SUPPLEMENTAL NET PROFITS CONVEYANCE
Exhibit 4.5
SUPPLEMENTAL NET PROFITS
CONVEYANCE
CONVEYANCE
OF THE
XXXXXXXX COAL SEAM GAS ROYALTY
TRUST
TRUST
This Supplemental Net Profits Conveyance (“Supplemental Conveyance”) is entered into this
19th day of May, 2010, by and between Xxxxxxxx Production Company LLC (“WPC” or
“Trustor”), a Delaware limited liability company with its principal place of business in Tulsa,
Oklahoma, and Bank of America, N.A., a banking association organized under the laws of the United
States of America with its principal office in Dallas, Texas, as successor Trustee (“Trustee”) of
the Xxxxxxxx Coal Seam Gas Royalty Trust (the “Trust”).
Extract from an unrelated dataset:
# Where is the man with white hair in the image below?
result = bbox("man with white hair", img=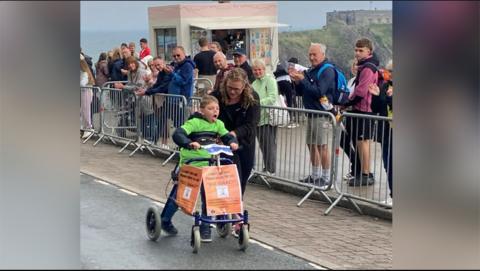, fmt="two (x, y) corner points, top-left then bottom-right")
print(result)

This Supplemental Conveyance is made to
the Trustee and and The Bank of New York Mellon Trust Company, N.A., as successor Delaware Trustee
(“Delaware Trustee”) on behalf of the Trust.
RECITALS:
WHEREAS, Xxxxxxxx Production Company, a Delaware corporation, has previously conveyed to the
Trustee and the Delaware Trustee for the benefit of the Trust a Net Profits Interest in and to the
Coalbed Methane produced from or attributable to the Underlying Properties and an Infill Net
Profits Interest in and to the Coalbed Methane produced from or attributable to any Infill Xxxxx
according to that certain Net Profits Conveyance (the “Net Profits Conveyance”) dated effective as
of the 1st day of October, 1992 by and between Xxxxxxxx Production Company, a Delaware
corporation and The Xxxxxxxx Companies, Inc. to the Trustees of the Xxxxxxxx Coal Seam Gas
Royalty Trust;
WHEREAS, Xxxxxxxx Production Company, a Delaware corporation, was converted to a Delaware limited
liability company, effective December 31, 2000.
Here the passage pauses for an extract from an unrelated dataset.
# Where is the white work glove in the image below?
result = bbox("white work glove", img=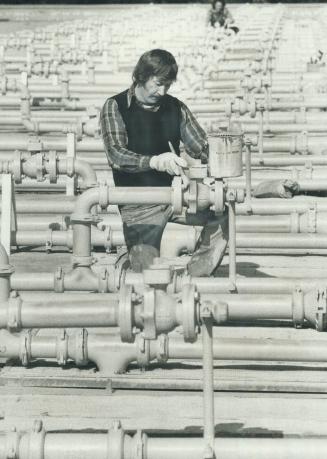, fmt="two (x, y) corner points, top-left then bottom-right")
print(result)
(150, 151), (187, 175)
WHEREAS, Bank of America, N.A. has succeeded to the NationsBank, N.A., as Trustee of the Xxxxxxxx
Coal Seam Gas Royalty Trust;
WHEREAS, The Bank of New York Mellon Trust Company, N.A. has succeeded to Chemical Bank Delaware as
Delaware Trustee of the Xxxxxxxx Coal Seam Gas Royalty Trust;
WHEREAS, the Net Profits Conveyance was recorded in San Xxxx County, New Mexico at Book 1157, Page
786, in Rio Arriba County, New Mexico at Book 141, Page 172 and in La Plata County, Colorado at
Reception Number 640646;
WHEREAS, Capitalized terms used herein shall have the meanings as defined for such terms in the Net
Profits Conveyance unless otherwise defined herein;
WHEREAS, References in this Supplemental Conveyance to Exhibits shall mean those particular
Exhibits to the Net Profits Conveyance unless specifically identified herein as an Exhibit hereto;
WHEREAS, the Trust Agreement dated as of December 1, 1992 (as amended, the “Trust Agreement”)
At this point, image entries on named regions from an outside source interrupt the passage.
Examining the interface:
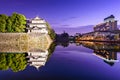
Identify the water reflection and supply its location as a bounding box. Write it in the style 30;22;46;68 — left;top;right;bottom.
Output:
0;43;56;72
0;42;120;72
80;42;120;66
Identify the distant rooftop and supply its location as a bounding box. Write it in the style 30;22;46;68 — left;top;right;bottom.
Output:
104;15;115;20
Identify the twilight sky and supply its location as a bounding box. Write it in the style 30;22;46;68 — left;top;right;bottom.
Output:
0;0;120;27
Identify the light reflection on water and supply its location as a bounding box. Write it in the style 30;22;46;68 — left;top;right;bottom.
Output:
0;42;120;80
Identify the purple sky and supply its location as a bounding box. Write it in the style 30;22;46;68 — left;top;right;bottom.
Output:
0;0;120;27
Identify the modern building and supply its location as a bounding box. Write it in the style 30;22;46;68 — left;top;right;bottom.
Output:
94;15;118;31
27;50;49;69
27;16;48;34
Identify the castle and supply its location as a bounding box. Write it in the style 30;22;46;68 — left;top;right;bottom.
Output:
94;15;118;31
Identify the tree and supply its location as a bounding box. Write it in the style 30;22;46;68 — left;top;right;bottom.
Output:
6;17;12;32
0;53;27;72
0;14;8;32
11;13;26;32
governing the Trust authorizes the Trustee to agree to modifications of the
terms of the Net Profits Conveyance or to settle disputes with respect thereto under the conditions
set forth in the Trust Agreement;
WHEREAS, WPC and the Trustee desire to execute this Supplemental Conveyance in order to supplement
the Exhibit A-3 to include certain additional Drill Block Xxxxx that have been added by approved
expansions to the Federal Unit Participating Areas to certain Federal Units since the effective
date of the Net Profits Conveyance and to further clarify the terms under which the Net Profits
Interest applies to such additional Drill Block Xxxxx and any other Drill Block Xxxxx that may be
added to such Federal Unit Participating Areas by future approved expansions during the term of the
Trust;
NOW, THEREFORE, for good and valid consideration, the receipt and sufficiency of which are hereby
acknowledged, WPC and the Trustee hereby agree as follows:
ARTICLE I
Section 1.40 of the Net Profits Conveyance shall be deleted in full and replaced with the
following:
Section 1.40. “Underlying Properties” means (a) those interests specified in Exhibit A-1
(Part 2) in and to the leases described in Exhibit A-1 (Part 2) insofar as such leases cover the
Fruitland Formation underlying the lands described in Exhibit A-1 (Part 2) and (b) all other
interests of WPC which WPC owns, as of the Effective Date, in Fruitland Formation underlying the
lands described in Exhibit A-1 (Part 1), Exhibit A-3, or Exhibit A-5 and (c) all rights and
interests of WPC under any unitization, pooling or communitization agreements and/or orders
(including, without limitation, those described on Exhibit A-4), to the extent such rights or
interests are attributable to ownership of the interests described in clause (a) or clause (b), and
(d) the Farmout Properties, and (e) the interests of WPC in and to any leases insofar as such
leases cover the Fruitland Formation only and only insofar as such leases include ownership in the
additional Drill Block Xxxxx listed in Exhibit A-3 to this Supplemental Conveyance which have been
added by approved expansions to the Federal Unit Participating Areas of the Federal Units listed on
Exhibit A-4 effective as of the effective date of the expansions to the Federal Unit Participating
Areas for such Drill Block Xxxxx.
ARTICLE II
WPC and the Trustee agree that WPC will further supplement the Net Profits Conveyance by
addition of any other Drill Block Xxxxx by the expansion of any Participating Areas for the Federal
Units covering the Fruitland Formation only which are approved prior to the effective date of the
termination of the Trust. WPC and the Trustee agree that WPC shall have no obligation to
supplement the Net Profits Interest or convey any interest in any other leases or lands for any
Drill Block Xxxxx which may be added by approved expansions to Participating Areas of any Federal
Units which are approved
after the effective date of the termination of the Trust and that such interests in any leases
shall be owned by WPC free of any obligation of the Net Profits Interest.
ARTICLE III
Except as supplemented and amended hereby, all of the other terms and provisions of the Net
Profits Conveyance shall remain in full force and effect.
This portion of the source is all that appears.